Solved: Re: Singular value decomposition outside of JMP

caseylott · Nov 8, 2019 09:42 AM

Hello- I’m a long-time JMP user (3.2!) and an abysmally untalented beginner in R. Text analysis is new to me, as an ecologist, But I’ve really been enjoying playing with the Text Explorer platform. I have produced a sparse document term matrix that I would like to subject to singular value decomposition in order to do additional analyses in JMP on a dense matrix of singular values for ~100 vectors. I have run into a bit of a wall since I do not have JMP Pro (can’t afford it). I think this means I need to read my sparse document term matrix into R, run some kind of svd function, and then read my new dense matrix back into JMP. This seems like it might be an easy task for someone that is more familiar with text analysis and proficient in R. I’ve struggled to figure out which R package to use to do this (it seems like there are many). When I’ve looked at documentation for different packages, I’ve struggled to figure out which functions and arguments I should use to accomplish this task. I know, it’s time for me to commit to learning R. JMP has shielded me from this inevitability for many years. If there is anyone out there who could share some R advice, or better yet, code, that would read in a sparse matrix as a .csv, create a dense singular value matrix in R, and then write this matrix as a new .csv, I would be very grateful. Thank you!

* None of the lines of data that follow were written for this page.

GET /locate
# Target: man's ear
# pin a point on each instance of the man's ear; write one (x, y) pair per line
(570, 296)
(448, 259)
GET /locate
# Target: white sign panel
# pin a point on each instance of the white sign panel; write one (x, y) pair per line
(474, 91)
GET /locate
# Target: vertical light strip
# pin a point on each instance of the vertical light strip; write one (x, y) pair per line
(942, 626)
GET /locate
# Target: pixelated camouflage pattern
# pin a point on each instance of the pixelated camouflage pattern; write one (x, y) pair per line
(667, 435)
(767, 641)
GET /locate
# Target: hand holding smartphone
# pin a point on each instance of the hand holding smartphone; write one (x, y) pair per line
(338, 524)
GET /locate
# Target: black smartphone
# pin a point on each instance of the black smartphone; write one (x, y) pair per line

G_M · Nov 9, 2019 01:42 PM

@caseylott a good way to get started using R and JMP is to replicate in R results that you are familiar with in JMP.

Like you, I prefer JMP to R for so many reasons, in fact I was using R back in 2009 when I was presenting results to an executive team and

as always happens, the executive had additional questions, (which I failed to anticipate, I have gotten better at this) and I couldn't just

produce the new analysis in R, live. I asked for 25 mins to go and conduct the analysis and bring results...I lost their attention. That night

I went home and reflected how I could avoid this in the future..1) better anticipate further analysis and 2) identify a more agile software.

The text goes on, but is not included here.